As men, you are expected to behave in certain ways. Just as certain expectations are place upon women. But what is expected from those that willingly and happily cross those boundaries? Like women racing cars? Or men that like to knit and crochet? How do you characterize that persons manhood or womanhood? Are they any less a man or woman if they do not prescribe to societal norms? Are they to be hated because they are different than what generations of prejudiced thinking has standardized? Absolutely not!
In fact, these people should be embraced and accepted. And some have been, like Danica when she was the first female NASCAR driver. Or NFL hall of famer, Rosie Grier, who was an advid yarn crafter who published his own needlepoint, knit and crochet patterns. Danica has never been referred to as not womanly enough, or Rosie Grier as not manly enough. In fact, I don’t think there is a person alive with that much courage to say that about them.

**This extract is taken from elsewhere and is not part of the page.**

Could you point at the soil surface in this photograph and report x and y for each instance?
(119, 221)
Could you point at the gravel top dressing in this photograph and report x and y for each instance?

So why do we say it to our “friends”? Why do put down those around us? Those that are different from us? Like I said, I’m happy to be different.
I am a Jewish man that enjoys knitting and crocheting. I have many friends that are Muslim, Buddhist, and in the LGBTQI community. I embrace and accept their differences as they embrace and accept mine. What makes us so different? We don’t look at the labels life gives us we look at the life we give those labels. In other words, we look at who we are, not what we are called. Yes, I’m different. And I’m proud of it.
Love me or hate me, it makes no difference to me. I am who I am, different. But I am true to myself. If more people were true to themselves, I think there would a whole lot less hatred in the world. What do think? Let me know.